AKP hükümeti tarafında teşebbüs edilen önemli adımlardan bir diğeri ise Devlet Tiyatroları ile Devlet Opera ve Balesini lağvetmeyi öngören TÜSAK yasa tasarısı. Bu yasanın yürürlüğe girmesi halinde, sanat üretimine sağlanacak destekler sözde özerk bir yapıya bırakılarak bazı sanat dalları yok olmaya yüz tutacaktır. Ayrıca bu yapıdan, hükümete ufacık da olsa muhalefet etmiş sanatçı ve sanat kurumlarının destek alamayacağı, Gezi Parkı eylemlerine destek veren tiyatroların ödeneklerinin kesilmesi, muhalif sanatçıların Şehir Tiyatrolarından, AKP belediyelerinin etkinliklerinden, TRT’den ve hatta özel TV kanallarından dışlanması örneklerine bakılarak rahatlıkla tahmin edilebilir.

AKP’nin sanata karşı yıkıcı eylem ve söylemlerinin örnekleri çoğaltılabilir. Fakat ben konuyu burada, 94 yıllık Cumhuriyet tarihimiz süresince“Müspet bilimlerin temellerine dayanan, güzel sanatları seven, fikir terbiyesinde olduğu kadar beden terbiyesinde kabiliyeti artmış ve yükselmiş olan erdemli, kudretli bir nesil yetiştirmek, ana siyasamızın açık dileğidir”[7] diyen Atatürk’ün Türkiye’sinden “dindar ve kindar nesiller yetiştirmek istiyoruz” diyen Erdoğan Türkiye’sine gelmiş olduğumuza vurgu yaparak noktalamak istiyorum.

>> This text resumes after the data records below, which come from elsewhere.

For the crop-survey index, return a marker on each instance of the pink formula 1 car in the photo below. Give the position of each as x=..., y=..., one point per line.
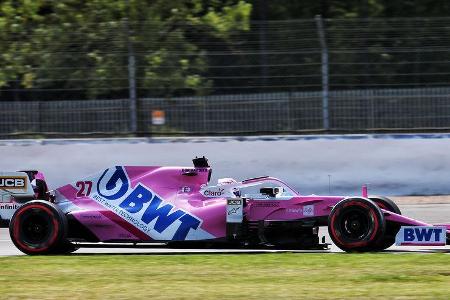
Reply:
x=177, y=205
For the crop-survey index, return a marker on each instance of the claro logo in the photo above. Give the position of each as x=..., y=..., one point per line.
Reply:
x=13, y=183
x=214, y=192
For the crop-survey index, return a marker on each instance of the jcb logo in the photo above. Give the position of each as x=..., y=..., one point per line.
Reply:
x=13, y=183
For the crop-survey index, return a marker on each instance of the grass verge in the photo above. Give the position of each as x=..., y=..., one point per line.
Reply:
x=233, y=276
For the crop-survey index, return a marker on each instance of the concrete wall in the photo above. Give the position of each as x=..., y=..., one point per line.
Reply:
x=390, y=164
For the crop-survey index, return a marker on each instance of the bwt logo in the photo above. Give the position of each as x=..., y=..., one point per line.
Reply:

Özellikle altını çizmek istediğim bir nokta da, bu gidişatı geri döndürmek için muhalefet partilerine, özellikle Atatürk’ün partisi olmakla övünen CHP’ye çok önemli görevler düştüğüdür. CHP, kültür ve sanatı bir politika meselesi olarak ciddiye almalı; AKP’nin icraatlarına karşı sistematik eleştirel söylemler üretmeli; iktidar olmayı beklemeden sanatçılar ve kültür profesyonelleriyle işbirliği içinde kendi alternatif kültür politikasını uygulamaya başlamalıdır.

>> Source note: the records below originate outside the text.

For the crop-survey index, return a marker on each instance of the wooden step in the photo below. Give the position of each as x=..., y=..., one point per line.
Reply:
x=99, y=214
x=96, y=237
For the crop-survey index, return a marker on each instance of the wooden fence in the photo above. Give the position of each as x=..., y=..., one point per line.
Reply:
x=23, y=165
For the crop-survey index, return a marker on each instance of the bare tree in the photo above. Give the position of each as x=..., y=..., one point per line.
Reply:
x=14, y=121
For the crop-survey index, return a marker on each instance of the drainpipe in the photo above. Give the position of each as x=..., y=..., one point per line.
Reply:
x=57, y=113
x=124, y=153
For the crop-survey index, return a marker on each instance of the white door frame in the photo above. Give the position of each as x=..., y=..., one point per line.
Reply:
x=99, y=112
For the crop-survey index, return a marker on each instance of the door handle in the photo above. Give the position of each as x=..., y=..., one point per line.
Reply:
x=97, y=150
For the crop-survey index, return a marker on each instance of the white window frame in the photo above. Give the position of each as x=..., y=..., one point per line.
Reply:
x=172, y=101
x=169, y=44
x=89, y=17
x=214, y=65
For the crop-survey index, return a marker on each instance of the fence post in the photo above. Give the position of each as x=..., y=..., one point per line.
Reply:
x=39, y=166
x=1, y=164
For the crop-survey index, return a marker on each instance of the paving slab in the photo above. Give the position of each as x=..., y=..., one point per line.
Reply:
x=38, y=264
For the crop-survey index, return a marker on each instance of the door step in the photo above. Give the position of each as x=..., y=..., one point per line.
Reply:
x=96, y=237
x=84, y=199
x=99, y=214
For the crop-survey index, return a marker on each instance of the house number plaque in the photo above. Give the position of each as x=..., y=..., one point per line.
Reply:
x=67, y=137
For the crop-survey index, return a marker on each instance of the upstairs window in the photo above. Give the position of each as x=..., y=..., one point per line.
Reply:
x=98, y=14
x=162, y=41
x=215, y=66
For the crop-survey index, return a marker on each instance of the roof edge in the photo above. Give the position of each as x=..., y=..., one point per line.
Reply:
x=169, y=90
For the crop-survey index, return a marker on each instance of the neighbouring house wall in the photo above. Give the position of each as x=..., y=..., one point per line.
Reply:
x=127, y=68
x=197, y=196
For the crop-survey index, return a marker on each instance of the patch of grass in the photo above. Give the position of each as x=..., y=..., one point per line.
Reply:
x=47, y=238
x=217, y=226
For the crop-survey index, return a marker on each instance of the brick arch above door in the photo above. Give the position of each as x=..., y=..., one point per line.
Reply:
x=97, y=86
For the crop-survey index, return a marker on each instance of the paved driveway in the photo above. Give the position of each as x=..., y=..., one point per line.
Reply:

[1]Katoğlu, M (2009). Cumhuriyet döneminde yüksek kültürün kamu hizmeti olarak kurumlaşması. Türkiye’de kültür politikalarına giriş.ss. 25-79. İstanbul Bilgi Üniversitesi Yayınları.

[2]Uluskan, S. B. (2010).Atatürk’ün sosyal ve kültür politikaları. Atatürk Araştırma Merkezi. Ankara.

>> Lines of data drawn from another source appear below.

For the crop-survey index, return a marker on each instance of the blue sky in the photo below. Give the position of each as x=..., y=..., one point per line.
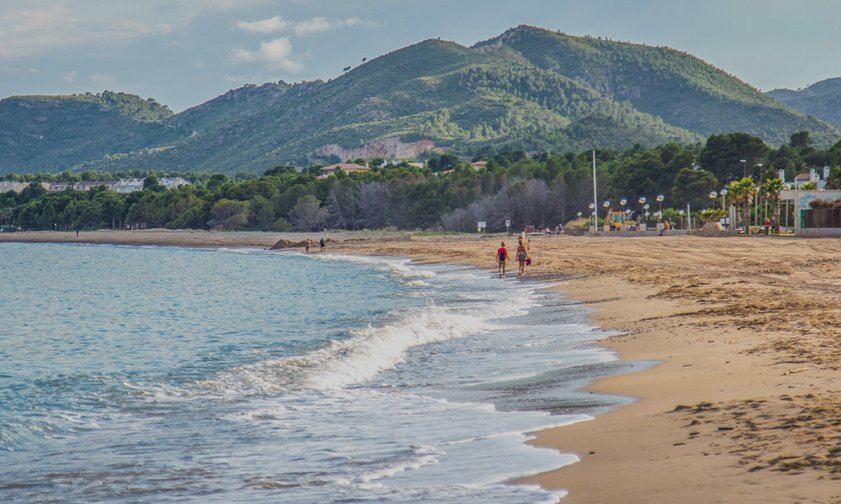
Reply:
x=185, y=52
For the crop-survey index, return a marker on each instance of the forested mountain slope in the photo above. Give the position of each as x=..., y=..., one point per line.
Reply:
x=528, y=89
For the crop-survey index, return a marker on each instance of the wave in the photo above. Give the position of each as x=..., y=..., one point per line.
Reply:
x=368, y=352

[3]Şeker, K (2006). İnönü dönemi kültür hayatı (1938-1950). Doktora tezi.

[4] Ada, S. (2009). Bir yeni kültür politikası için. Türkiye’de kültür politikalarına giriş. ss. 81-109. İstanbul Bilgi Üniversitesi Yayınları.

[5] T.C Başbakanlık Devlet Planlama Teşkilatı (1963). Kalkınma Planı (Birinci Beş Yıl) 1963-1967. s. 461

[6] Bkz. Şile’deki Ocaklı Ada kalesi, Fındıklı’daki Süheyl Bey Camii, Kaş’taki Antiphellos Antik Tiyatrosu vb.

[7] 4 Şubat 1935, Milletvekili Seçimi Dolayısıyla Millete Beyanname. Atatürk’ün Tamim, Telgraf ve Beyannameleri, C. IV, TTK, Ankara 1991, s. 641.